1.2.4.1 La colonne de Darcy

Les travaux de Darcy ont bénéficié d’une certaine postérité, la relation linéaire entre le flux et le gradient de charge ayant été nommée de façon éponyme « Loi de Darcy ». Dans l’industrie pétrolière, le nom de l’ingénieur des Ponts et Chaussées, transmuté en Darce, représente ainsi le coefficient d’écoulement des fluides dans les matériaux poreux. L’expérimentation clé de Darcy, qui fait figure d’acte fondateur de l’hydrogéologie quantitative, est l’objet de nombreuses descriptions. Placée dans une arrière-cour dijonnaise, une colonne de 35 centimètres de diamètre, haute de 2,50 mètres, emplie de sable de la Saône, est équipée d’un dispositif permettant de moduler le niveau d’eau et l’épaisseur des granulés. L’importance donnée au contexte spatial constitue un objet d’étude à prendre en compte dans les rappels qui sont faits de cette découverte scientifique. Si l’ouvrage où Darcy rend compte de ses travaux est intitulé Les Fontaines Publiques de la Ville de Dijon, les écrits consacrés à Darcy s’attachent de façon étonnante à la dimension visuelle et locale de l’expérimentation. Inversement, les espaces sont saturés des pratiques scientifiques de l’Ingénieur, Dij on possédant en son centre l’immense place Darcy flanquée du jardin du même nom.

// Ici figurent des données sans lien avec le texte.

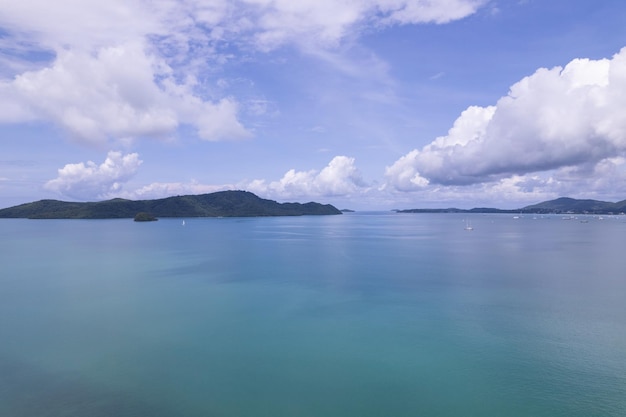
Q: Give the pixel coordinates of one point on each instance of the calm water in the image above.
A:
(353, 315)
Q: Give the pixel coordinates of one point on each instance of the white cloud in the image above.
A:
(167, 189)
(122, 69)
(86, 181)
(557, 121)
(339, 178)
(112, 94)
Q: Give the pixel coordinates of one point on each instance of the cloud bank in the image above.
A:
(340, 177)
(123, 69)
(87, 181)
(554, 127)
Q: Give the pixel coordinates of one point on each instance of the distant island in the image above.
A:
(563, 205)
(219, 204)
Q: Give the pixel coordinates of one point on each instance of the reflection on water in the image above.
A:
(354, 315)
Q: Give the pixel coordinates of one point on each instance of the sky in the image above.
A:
(363, 104)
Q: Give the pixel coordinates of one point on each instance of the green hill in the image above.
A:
(565, 204)
(219, 204)
(560, 205)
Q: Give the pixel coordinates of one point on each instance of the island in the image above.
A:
(218, 204)
(142, 216)
(562, 205)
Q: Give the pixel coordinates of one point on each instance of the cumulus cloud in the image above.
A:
(339, 178)
(85, 181)
(130, 68)
(560, 122)
(167, 189)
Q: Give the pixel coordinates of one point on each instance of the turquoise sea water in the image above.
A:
(353, 315)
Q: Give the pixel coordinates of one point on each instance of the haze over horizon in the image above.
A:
(371, 104)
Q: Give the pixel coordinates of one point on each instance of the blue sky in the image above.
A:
(365, 104)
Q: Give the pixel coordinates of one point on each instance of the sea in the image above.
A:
(360, 314)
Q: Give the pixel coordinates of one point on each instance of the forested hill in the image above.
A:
(560, 205)
(219, 204)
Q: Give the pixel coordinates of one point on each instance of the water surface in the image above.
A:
(352, 315)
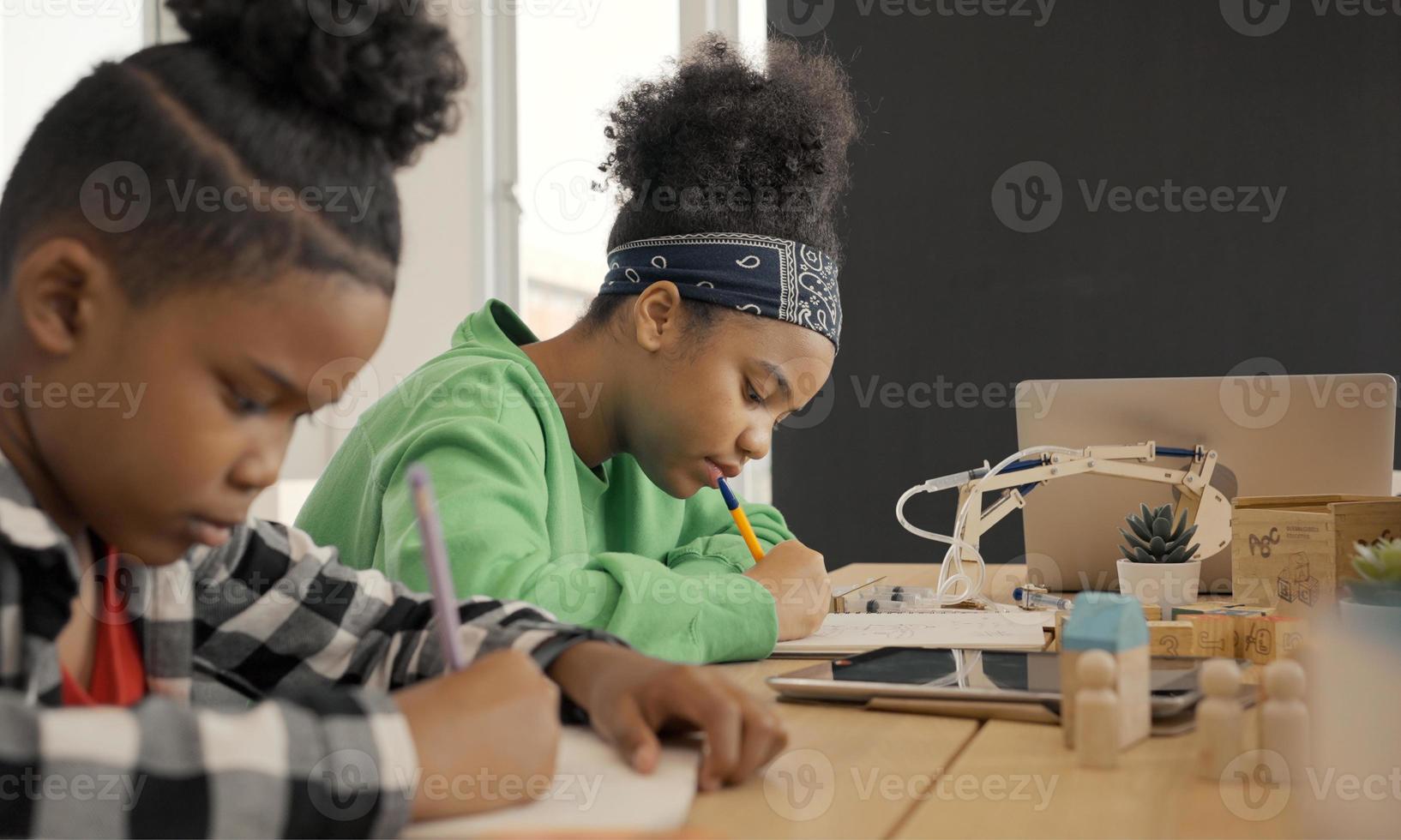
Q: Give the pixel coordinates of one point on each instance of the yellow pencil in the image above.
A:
(740, 519)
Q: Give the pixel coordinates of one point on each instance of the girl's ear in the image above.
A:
(61, 289)
(656, 315)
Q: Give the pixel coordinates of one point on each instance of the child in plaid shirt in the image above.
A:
(176, 282)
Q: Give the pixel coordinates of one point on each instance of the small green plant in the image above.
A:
(1379, 561)
(1380, 568)
(1155, 539)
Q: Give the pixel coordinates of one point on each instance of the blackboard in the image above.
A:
(1299, 97)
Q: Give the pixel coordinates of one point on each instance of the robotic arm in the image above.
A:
(1020, 473)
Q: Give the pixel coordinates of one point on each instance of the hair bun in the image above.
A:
(380, 64)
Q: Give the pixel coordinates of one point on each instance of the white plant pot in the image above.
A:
(1162, 584)
(1370, 619)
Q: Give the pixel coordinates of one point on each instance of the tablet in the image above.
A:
(965, 674)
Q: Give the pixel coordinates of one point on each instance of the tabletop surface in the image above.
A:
(857, 773)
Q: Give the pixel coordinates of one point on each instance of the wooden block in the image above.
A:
(1177, 614)
(1151, 614)
(1060, 629)
(1170, 639)
(1213, 634)
(1274, 637)
(1295, 552)
(1114, 623)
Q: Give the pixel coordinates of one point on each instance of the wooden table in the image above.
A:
(857, 773)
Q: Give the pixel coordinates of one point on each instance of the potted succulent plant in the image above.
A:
(1157, 565)
(1374, 603)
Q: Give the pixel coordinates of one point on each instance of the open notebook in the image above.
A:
(594, 791)
(852, 633)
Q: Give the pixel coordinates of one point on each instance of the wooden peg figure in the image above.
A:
(1284, 718)
(1219, 718)
(1097, 710)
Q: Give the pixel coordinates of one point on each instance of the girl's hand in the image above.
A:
(796, 576)
(497, 718)
(631, 698)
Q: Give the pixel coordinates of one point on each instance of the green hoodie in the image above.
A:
(524, 519)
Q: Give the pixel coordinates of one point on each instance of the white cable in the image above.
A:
(950, 572)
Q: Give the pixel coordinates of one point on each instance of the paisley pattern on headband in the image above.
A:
(762, 274)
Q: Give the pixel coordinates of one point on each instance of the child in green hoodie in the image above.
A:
(579, 472)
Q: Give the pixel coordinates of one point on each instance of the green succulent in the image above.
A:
(1380, 561)
(1155, 539)
(1380, 568)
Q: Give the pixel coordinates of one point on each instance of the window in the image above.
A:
(46, 46)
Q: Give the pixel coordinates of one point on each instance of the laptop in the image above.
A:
(1275, 435)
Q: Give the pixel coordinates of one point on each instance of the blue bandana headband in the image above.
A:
(762, 274)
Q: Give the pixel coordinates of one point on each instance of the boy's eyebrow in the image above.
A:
(279, 378)
(778, 375)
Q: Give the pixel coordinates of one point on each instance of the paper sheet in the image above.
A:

La colonne d’expérimentation placée dans la cour de l’hôpital de Dijon, donne aussi une dimension patrimoniale à la loi de la filtration des sols, énoncée dans le contexte de plusieurs années de travail consacrées à l’hydraulique. Les travaux de Darcy ont marqué la physionomie de la ville, avec l’installation d’une borne -fontaine tous les cent mètres et les jets d’eau de la place Wilson. L’adduction d’eau de la source du Rosoir, conçue par l’ingénieur, est toujours en service aujourd’hui.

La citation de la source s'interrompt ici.